NYCE SafeDebit is an EFT network that NYCE has reinvigorated its charge at the online debit transaction with the Verient platform. This uses a virtual account number solution for "PIN-less" transaction to flow over the NYCE network. When customers click on SafeDebit at checkout, they are prompted to find their FI from a drop-down menu asking for their login credentials. Upon login, they are provided with a virtual account number, which is auto-filled at the merchant checkout page, providing for accustomed credit/signature debit checkout and payment procedures.

PayMyWay is the Verient specific payment that is issued by the bank at the behest of the customer, and is any of a wide variety of user-determined and defined products. The customer is able to control their payment platform by choosing the payment product (an extension of a credit or debit card, generally), and then proceeds to generate the PayMyWay card. This card is then physically shipped or the virtual card is delivered via e-mail or SMS. Consumers are able to use their card with the financial institution retaining its role as the arbiter of payment, strengthening the payment relationship between consumer and financial institution, and increasing merchant acceptance.
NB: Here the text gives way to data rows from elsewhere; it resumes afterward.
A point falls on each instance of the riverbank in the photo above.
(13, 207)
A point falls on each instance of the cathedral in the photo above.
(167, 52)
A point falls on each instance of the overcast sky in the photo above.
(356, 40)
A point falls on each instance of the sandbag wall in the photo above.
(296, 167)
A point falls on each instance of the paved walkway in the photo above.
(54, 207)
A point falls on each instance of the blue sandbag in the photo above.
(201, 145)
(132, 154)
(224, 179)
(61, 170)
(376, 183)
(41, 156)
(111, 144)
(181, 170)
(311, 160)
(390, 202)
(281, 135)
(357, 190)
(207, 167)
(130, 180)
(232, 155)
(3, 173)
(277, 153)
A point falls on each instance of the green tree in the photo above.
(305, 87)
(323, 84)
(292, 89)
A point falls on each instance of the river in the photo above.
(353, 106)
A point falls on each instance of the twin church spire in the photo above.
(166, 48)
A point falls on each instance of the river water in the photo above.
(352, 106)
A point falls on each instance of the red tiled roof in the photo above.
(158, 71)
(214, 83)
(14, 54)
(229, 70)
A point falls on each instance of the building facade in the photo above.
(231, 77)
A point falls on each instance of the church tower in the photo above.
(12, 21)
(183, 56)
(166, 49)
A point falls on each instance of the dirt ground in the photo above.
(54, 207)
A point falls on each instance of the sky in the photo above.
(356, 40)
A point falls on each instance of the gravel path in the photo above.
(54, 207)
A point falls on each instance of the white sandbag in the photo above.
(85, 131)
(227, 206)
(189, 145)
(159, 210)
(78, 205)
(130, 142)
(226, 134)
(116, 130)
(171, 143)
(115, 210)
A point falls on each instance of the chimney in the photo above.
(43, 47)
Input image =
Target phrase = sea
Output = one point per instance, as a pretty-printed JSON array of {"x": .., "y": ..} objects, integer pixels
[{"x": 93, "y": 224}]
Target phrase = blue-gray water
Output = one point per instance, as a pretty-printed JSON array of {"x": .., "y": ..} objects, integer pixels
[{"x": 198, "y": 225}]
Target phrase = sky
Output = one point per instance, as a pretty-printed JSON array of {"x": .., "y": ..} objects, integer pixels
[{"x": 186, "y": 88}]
Alternative payment solutions provide viable and desirable solutions for consumers, inherent value to merchants, and an option for financial institutions to remain competitive in a shifting payments landscape. The relationships among constituents are interdependent and will collectively fuel alternative payment adoption. Vendors must consider the delicate balance of the triangle of value and provide solutions that work within the parameters of our existing ecosystem to establish themselves in the marketplace. The future of payments will be shaped by the leaders of alternative payment solutions that have the ability to further redefine our payments landscape.

Bruce Cundiff is director of payments research and consulting for Pleasanton, Calif.-based Javelin Strategy & Research.